2. Aprender a esforzarse, a mantener y a sostener la energía movilizadora de nuestras acciones. Aprender a automotivarnos y a realizar acciones de forma disciplinada y constante sabiendo mediatizar nuestros deseos y tolerar nuestras frustraciones. Comprender que el trabajo, el gasto de energía y su mantenimiento, la disciplina, la constancia, el aprendizaje de la renuncia y el sacrificio son aspectos esenciales para el aprendizaje del amor y la condición humana.
3. Aprender a ser responsables, no sólo en el sentido de cumplir deberes elementales de ciudadanía o de cualquier otra índole, no sólo en la dimensión de la ética convencional de la Regla de Oro que categóricamente nos obliga a no hacer o causar a los demás aquello que no deseamos para nosotros, sino sobre todo en el sentido positivo de responder, de dar respuesta a las necesidades de nuestros semejantes y de todo aquello que contribuye a la generación y al mantenimiento de la vida. Respuesta que va más allá de una ética puramente distributiva o igualitaria, ampliándose así a una ética de la vida, que es al mismo tiempo ecológica-planetaria y por ello necesariamente solidaria e incondicional.

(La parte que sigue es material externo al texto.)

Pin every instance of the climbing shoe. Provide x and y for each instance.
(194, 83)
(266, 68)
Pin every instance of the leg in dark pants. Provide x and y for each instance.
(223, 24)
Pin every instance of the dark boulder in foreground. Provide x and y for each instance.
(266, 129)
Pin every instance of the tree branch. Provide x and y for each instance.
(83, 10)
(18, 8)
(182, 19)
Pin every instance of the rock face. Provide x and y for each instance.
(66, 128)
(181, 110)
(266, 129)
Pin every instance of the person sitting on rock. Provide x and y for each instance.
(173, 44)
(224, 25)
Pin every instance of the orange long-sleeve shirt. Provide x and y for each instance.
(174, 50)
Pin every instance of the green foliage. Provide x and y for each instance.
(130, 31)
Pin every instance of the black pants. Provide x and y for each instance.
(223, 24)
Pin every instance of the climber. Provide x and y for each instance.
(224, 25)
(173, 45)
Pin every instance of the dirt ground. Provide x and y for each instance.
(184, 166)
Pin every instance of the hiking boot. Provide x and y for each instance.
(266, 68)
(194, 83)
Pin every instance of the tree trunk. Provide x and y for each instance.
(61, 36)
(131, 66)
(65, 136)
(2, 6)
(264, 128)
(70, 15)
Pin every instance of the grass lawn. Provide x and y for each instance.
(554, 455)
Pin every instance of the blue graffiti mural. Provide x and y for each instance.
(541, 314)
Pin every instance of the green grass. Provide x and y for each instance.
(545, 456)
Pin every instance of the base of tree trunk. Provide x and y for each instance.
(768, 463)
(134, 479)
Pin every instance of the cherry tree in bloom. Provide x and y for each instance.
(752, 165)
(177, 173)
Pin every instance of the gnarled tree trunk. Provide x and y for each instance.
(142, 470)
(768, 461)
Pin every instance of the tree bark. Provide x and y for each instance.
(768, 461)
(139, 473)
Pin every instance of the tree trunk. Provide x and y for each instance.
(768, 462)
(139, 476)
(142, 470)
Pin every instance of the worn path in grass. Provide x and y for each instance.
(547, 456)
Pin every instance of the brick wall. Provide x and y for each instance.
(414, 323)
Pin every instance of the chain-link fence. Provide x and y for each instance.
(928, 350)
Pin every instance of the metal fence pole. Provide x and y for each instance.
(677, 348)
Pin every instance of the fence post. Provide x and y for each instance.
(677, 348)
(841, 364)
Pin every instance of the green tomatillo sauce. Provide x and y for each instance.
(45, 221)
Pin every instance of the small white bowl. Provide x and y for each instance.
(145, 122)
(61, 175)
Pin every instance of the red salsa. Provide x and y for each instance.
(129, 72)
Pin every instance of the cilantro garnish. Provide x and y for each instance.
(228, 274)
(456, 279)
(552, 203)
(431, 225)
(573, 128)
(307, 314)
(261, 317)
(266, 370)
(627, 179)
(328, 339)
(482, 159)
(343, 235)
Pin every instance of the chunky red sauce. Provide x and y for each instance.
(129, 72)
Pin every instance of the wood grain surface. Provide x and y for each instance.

4. Aprender a cuidar, ya que como nos dice Fromm «el amor es la preocupación activa por la vida y el crecimiento de lo que amamos» (FROMM, E.; 1969: 22) y precisamente la condición humana emerge y se desarrolla gracias al cuidado amoroso de nuestras madres y de todas las madres, siempre maestras de cuidado y de amor incondicional. Aprender a cuidar es también un aprendizaje estratégico y de largo alcance que posee un profundo carácter transdisciplinar, en cuanto que afecta a todas las esferas y dimensiones de la vida, porque para la vida no nos es suficiente con la ética de la justicia y de la igualdad, sino también la ética del cuidado, de la comprensión y de la compasión. Dicho en palabras de Leonardo Boff, aprender a cuidar exige todo un conjunto de aprendizajes simultáneos e interdependientes, como son: «…1) El cuidado de nuestro único planeta. 2) El cuidado del propio nicho ecológico. 3) El cuidado de una sociedad sostenible. 4) El cuidado del otro: ánimus y ánima. 5) El cuidado de los pobres, oprimidos y excluidos. 6) El cuidado de nuestro cuerpo, en la salud y en la enfermedad. 7) El cuidado de la curación integral del ser humano. 8) El cuidado de nuestra alma, de los ángeles y los demonios interiores. 9) El cuidado de nuestro espíritu, de los grandes sueños y de Dios. 10) El cuidado de nuestra gran travesía, la muerte…» (BOFF, L.; 2002: 107-128).